Die Geltendmachung eines Verfahrensmangels wegen Verletzung des § 103 SGG (Amtsermittlungsprinzip) kann gemäß § 160 Abs 2 Nr 3 Halbsatz 2 SGG nur darauf gestützt werden, dass das LSG einem Beweisantrag ohne hinreichende Begründung nicht gefolgt ist. Zudem kann ein - wie hier - in der Berufungsinstanz rechtsanwaltlich vertretener Beteiligter nur dann mit der Rüge des Übergehens eines Beweisantrags gehört werden, wenn er diesen bis zum Schluss der mündlichen Verhandlung durch entsprechenden Hinweis zu Protokoll aufrechterhalten hat bzw bei dem Einverständnis mit einer Entscheidung ohne mündliche Verhandlung kundgetan hat oder das Gericht den Beweisantrag in seiner Entscheidung wiedergibt (stRspr; vgl BSG Beschluss vom 29.3.2007 - B 9a VJ 5/06 B - SozR 4-1500 § 160 Nr 13 RdNr 11 mwN; ferner Leitherer in Meyer-Ladewig/Keller/Leitherer/Schmidt, SGG, 13. Aufl 2020, § 160 RdNr 18c mwN).
Die Klägerin benennt in ihrer Beschwerdebegründung keinen Beweisantrag, den das LSG übergangen haben soll. Sie beschränkt sich insoweit auf Kritik an der Beweiswürdigung des Berufungsgerichts. Insbesondere bezweifelt sie dessen eigene Sachkenntnis bei der vorgenommenen Beweiswürdigung. Dabei versäumt sie jedoch darzulegen, welche (fach)medizinischen Kenntnisse sich das Berufungsgericht angemaßt habe und inwiefern die angefochtene Entscheidung auf der fehlenden medizinischen Erkenntnis- und Beurteilungskompetenz der Berufungsrichter beruhen kann. Sie hält der Würdigung des LSG allein entgegen, dass es nicht den Auffassungen der Sachverständigen W. und Ö. gefolgt sei und nimmt eine eigene Würdigung der Aussagen der Sachverständigen vor. Damit rügt sie auch insoweit sinngemäß lediglich die Verletzung des Grundsatzes der freien Beweiswürdigung. Sie beachtet dabei auch hier nicht, dass ein Verfahrensmangel nach der dargelegten ausdrücklichen gesetzlichen Anordnung grundsätzlich nicht auf eine Verletzung des Grundsatzes der freien richterlichen Beweiswürdigung gestützt werden kann. Dies gilt selbst dann, wenn offensichtliche Widersprüche zwischen der Folgerung des Gerichts und der Aussage des Sachverständigen vorliegen (vgl BSG Beschluss vom 25.10.2017 - B 1 KR 18/17 B - juris RdNr 5). Es gehört zu den Kernaufgaben der richterlichen Beweiswürdigung, medizinische Unterlagen im Hinblick darauf zu prüfen, ob diese wegen Widersprüchen, logischer Brüche, nicht fundierter Aussagen oder ähnlicher Mängel nicht zu überzeugen vermögen (vgl BSG Beschluss vom 29.5.2015 - B 13 R 129/15 B - juris RdNr 14; BSG Beschluss vom 11.7.2018 - B 1 KR 94/17 B - juris RdNr 8).

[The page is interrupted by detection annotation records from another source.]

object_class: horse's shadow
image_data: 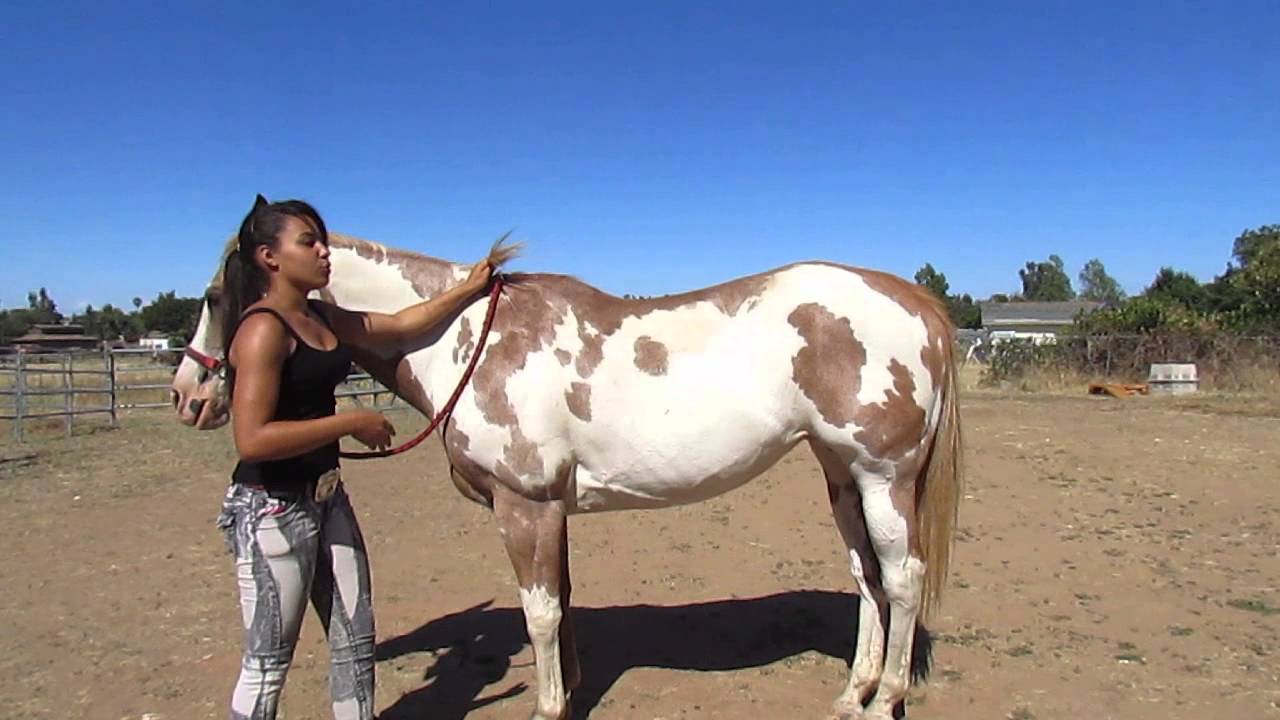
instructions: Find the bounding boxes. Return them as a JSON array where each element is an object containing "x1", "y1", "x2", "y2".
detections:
[{"x1": 378, "y1": 591, "x2": 929, "y2": 720}]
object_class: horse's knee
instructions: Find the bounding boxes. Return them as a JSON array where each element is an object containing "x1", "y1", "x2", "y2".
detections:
[
  {"x1": 520, "y1": 585, "x2": 564, "y2": 639},
  {"x1": 881, "y1": 557, "x2": 924, "y2": 611}
]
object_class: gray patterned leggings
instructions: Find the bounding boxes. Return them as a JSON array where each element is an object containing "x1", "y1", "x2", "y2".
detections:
[{"x1": 218, "y1": 483, "x2": 374, "y2": 720}]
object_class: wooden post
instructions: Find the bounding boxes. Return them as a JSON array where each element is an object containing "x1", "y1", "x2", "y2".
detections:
[
  {"x1": 13, "y1": 350, "x2": 27, "y2": 442},
  {"x1": 63, "y1": 352, "x2": 76, "y2": 437},
  {"x1": 102, "y1": 347, "x2": 120, "y2": 428}
]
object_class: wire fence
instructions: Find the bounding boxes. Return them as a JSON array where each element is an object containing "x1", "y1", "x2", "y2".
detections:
[{"x1": 0, "y1": 347, "x2": 403, "y2": 442}]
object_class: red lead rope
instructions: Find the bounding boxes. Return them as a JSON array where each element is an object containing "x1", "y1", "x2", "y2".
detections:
[{"x1": 338, "y1": 275, "x2": 502, "y2": 460}]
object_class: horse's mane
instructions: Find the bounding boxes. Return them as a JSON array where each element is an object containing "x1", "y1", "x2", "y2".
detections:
[{"x1": 209, "y1": 231, "x2": 525, "y2": 290}]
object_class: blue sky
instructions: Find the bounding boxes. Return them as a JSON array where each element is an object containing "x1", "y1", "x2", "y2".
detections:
[{"x1": 0, "y1": 1, "x2": 1280, "y2": 310}]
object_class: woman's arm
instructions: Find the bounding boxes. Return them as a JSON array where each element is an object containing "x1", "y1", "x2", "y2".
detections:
[
  {"x1": 230, "y1": 313, "x2": 394, "y2": 462},
  {"x1": 326, "y1": 260, "x2": 493, "y2": 347}
]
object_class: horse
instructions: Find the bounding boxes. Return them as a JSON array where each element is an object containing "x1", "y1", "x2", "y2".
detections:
[{"x1": 173, "y1": 233, "x2": 963, "y2": 720}]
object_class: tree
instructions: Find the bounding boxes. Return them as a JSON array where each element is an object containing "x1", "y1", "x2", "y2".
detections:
[
  {"x1": 1079, "y1": 258, "x2": 1124, "y2": 305},
  {"x1": 915, "y1": 263, "x2": 982, "y2": 328},
  {"x1": 1018, "y1": 255, "x2": 1075, "y2": 302},
  {"x1": 138, "y1": 290, "x2": 202, "y2": 338},
  {"x1": 1230, "y1": 242, "x2": 1280, "y2": 332},
  {"x1": 1231, "y1": 225, "x2": 1280, "y2": 269},
  {"x1": 947, "y1": 292, "x2": 982, "y2": 331},
  {"x1": 27, "y1": 288, "x2": 63, "y2": 323},
  {"x1": 1142, "y1": 266, "x2": 1207, "y2": 310},
  {"x1": 915, "y1": 263, "x2": 951, "y2": 300},
  {"x1": 96, "y1": 302, "x2": 143, "y2": 341}
]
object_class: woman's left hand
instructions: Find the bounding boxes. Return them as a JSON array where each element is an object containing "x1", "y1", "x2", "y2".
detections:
[{"x1": 466, "y1": 258, "x2": 493, "y2": 291}]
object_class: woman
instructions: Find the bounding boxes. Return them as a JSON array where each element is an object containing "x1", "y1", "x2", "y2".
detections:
[{"x1": 219, "y1": 195, "x2": 493, "y2": 720}]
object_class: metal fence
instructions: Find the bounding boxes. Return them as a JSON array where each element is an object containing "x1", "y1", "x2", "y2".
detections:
[{"x1": 0, "y1": 347, "x2": 403, "y2": 441}]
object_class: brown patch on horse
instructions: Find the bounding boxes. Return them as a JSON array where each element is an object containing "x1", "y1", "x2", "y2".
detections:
[
  {"x1": 854, "y1": 360, "x2": 927, "y2": 460},
  {"x1": 329, "y1": 233, "x2": 458, "y2": 297},
  {"x1": 564, "y1": 383, "x2": 591, "y2": 423},
  {"x1": 453, "y1": 316, "x2": 475, "y2": 364},
  {"x1": 498, "y1": 425, "x2": 543, "y2": 478},
  {"x1": 471, "y1": 283, "x2": 566, "y2": 428},
  {"x1": 443, "y1": 418, "x2": 493, "y2": 507},
  {"x1": 635, "y1": 336, "x2": 667, "y2": 375},
  {"x1": 852, "y1": 263, "x2": 955, "y2": 388},
  {"x1": 787, "y1": 302, "x2": 867, "y2": 427},
  {"x1": 352, "y1": 347, "x2": 435, "y2": 418},
  {"x1": 575, "y1": 318, "x2": 604, "y2": 378}
]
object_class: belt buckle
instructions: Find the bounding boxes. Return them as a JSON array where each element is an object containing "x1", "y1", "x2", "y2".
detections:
[{"x1": 315, "y1": 468, "x2": 342, "y2": 502}]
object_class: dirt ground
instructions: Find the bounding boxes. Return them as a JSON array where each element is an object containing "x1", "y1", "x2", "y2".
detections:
[{"x1": 0, "y1": 395, "x2": 1280, "y2": 720}]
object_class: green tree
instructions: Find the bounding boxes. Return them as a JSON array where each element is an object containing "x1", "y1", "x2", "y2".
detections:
[
  {"x1": 1079, "y1": 258, "x2": 1124, "y2": 305},
  {"x1": 138, "y1": 290, "x2": 202, "y2": 337},
  {"x1": 915, "y1": 263, "x2": 951, "y2": 301},
  {"x1": 915, "y1": 263, "x2": 982, "y2": 328},
  {"x1": 96, "y1": 302, "x2": 143, "y2": 342},
  {"x1": 1231, "y1": 225, "x2": 1280, "y2": 269},
  {"x1": 1018, "y1": 255, "x2": 1075, "y2": 302},
  {"x1": 27, "y1": 288, "x2": 63, "y2": 323},
  {"x1": 947, "y1": 292, "x2": 982, "y2": 331},
  {"x1": 1142, "y1": 266, "x2": 1207, "y2": 310},
  {"x1": 1229, "y1": 243, "x2": 1280, "y2": 333}
]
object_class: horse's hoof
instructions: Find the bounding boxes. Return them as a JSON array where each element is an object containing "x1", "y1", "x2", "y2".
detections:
[{"x1": 529, "y1": 698, "x2": 573, "y2": 720}]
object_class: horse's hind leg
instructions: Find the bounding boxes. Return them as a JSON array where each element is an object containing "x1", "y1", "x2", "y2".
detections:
[
  {"x1": 854, "y1": 462, "x2": 925, "y2": 720},
  {"x1": 812, "y1": 443, "x2": 886, "y2": 720},
  {"x1": 493, "y1": 483, "x2": 576, "y2": 720}
]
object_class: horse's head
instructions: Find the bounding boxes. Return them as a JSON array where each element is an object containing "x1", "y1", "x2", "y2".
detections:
[{"x1": 170, "y1": 245, "x2": 230, "y2": 430}]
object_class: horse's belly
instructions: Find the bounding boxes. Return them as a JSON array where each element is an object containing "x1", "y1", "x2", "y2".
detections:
[{"x1": 573, "y1": 415, "x2": 804, "y2": 512}]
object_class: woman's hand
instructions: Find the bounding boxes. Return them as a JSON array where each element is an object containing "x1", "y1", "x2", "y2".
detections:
[
  {"x1": 351, "y1": 410, "x2": 396, "y2": 450},
  {"x1": 466, "y1": 258, "x2": 493, "y2": 292}
]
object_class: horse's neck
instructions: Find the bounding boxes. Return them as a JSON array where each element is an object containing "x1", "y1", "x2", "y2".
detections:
[{"x1": 328, "y1": 236, "x2": 467, "y2": 313}]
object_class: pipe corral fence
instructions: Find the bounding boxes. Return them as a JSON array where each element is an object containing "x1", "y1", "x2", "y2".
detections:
[{"x1": 0, "y1": 347, "x2": 407, "y2": 442}]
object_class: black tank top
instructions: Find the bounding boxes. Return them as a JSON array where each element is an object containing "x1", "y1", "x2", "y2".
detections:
[{"x1": 228, "y1": 301, "x2": 352, "y2": 491}]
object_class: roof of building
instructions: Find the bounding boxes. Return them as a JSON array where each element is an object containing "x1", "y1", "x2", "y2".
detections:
[{"x1": 979, "y1": 300, "x2": 1102, "y2": 327}]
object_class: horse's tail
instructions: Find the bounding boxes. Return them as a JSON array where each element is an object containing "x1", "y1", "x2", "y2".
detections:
[{"x1": 915, "y1": 322, "x2": 963, "y2": 618}]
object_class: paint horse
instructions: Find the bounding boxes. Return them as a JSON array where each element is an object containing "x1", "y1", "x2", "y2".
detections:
[{"x1": 173, "y1": 234, "x2": 961, "y2": 720}]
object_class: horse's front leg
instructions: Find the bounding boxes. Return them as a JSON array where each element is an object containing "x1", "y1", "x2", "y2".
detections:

Von einer weiteren Begründung sieht der Senat ab, weil sie nicht geeignet ist, zur Klärung der Voraussetzungen der Revisionszulassung beizutragen (§ 160a Abs 4 Satz 2 Halbsatz 2 SGG).
Die Verwerfung der unzulässigen Beschwerde erfolgt gemäß § 160a Abs 4 Satz 1 Halbsatz 2 iVm § 169 Satz 2 und 3 SGG durch Beschluss ohne Zuziehung der ehrenamtlichen Richter.
Die Kostenentscheidung beruht auf einer entsprechenden Anwendung von § 193 SGG.